To pierwsze, oficjalne stanowisko prezydenta, z którego wynika, że podobnie jak w 2009 roku, będzie raczej zniechęcał swoich zwolenników do udziału w referendum.
„Za dwa lata odbędą się kolejne demokratyczne wybory, w których wszyscy chętni będą mogli na równych i jasnych zasadach poddać ocenie mieszkańców swoje programy. Zapewniam Państwa, że do tego czasu zamierzam dalej uczciwie i rzetelnie wywiązywać się ze swoich zobowiązań wobec gliwiczan. „
Prezydent uważa, że referendum jest uzasadnione tylko w sytuacjach kryzysowych, a takie okoliczności wg Zygmunta Frankiewicza nie zaszły.
„Grupa kilkudziesięciu osób postanowiła po raz kolejny wyrazić swój sprzeciw organizując referendum.

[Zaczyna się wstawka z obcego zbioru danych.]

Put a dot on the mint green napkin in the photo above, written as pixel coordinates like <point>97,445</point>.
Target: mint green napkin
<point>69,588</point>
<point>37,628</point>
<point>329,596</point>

To normalne w demokracji, że ludzie mają różne poglądy i nie zawsze się ze sobą zgadzają. Referendum jest jednak środkiem nadzwyczajnym, po który należy sięgać w sytuacjach kryzysowych. Ma chronić przed nadużyciami, czy korupcją. Takich zjawisk u nas nie ma.
.
Na inicjatorach akcji referendalnej spoczywa obowiązek bardzo rzetelnego uzasadnienia podejmowanych kroków. Nadużywanie tak wyjątkowych mechanizmów prawnych szkodzi demokracji.”
Pełna treść oświadczenia dostępna jest tutaj >>
Przypomnijmy. Referendum w sprawie odwołania prezydenta Gliwic odbędzie się 16 września. Termin referendum wyznaczył komisarz wyborczy na podstawie wniosku Obywatelskiego Komitetu Referendalnego, pod którym podpisało się ponad 15 tysięcy mieszkańców Gliwic.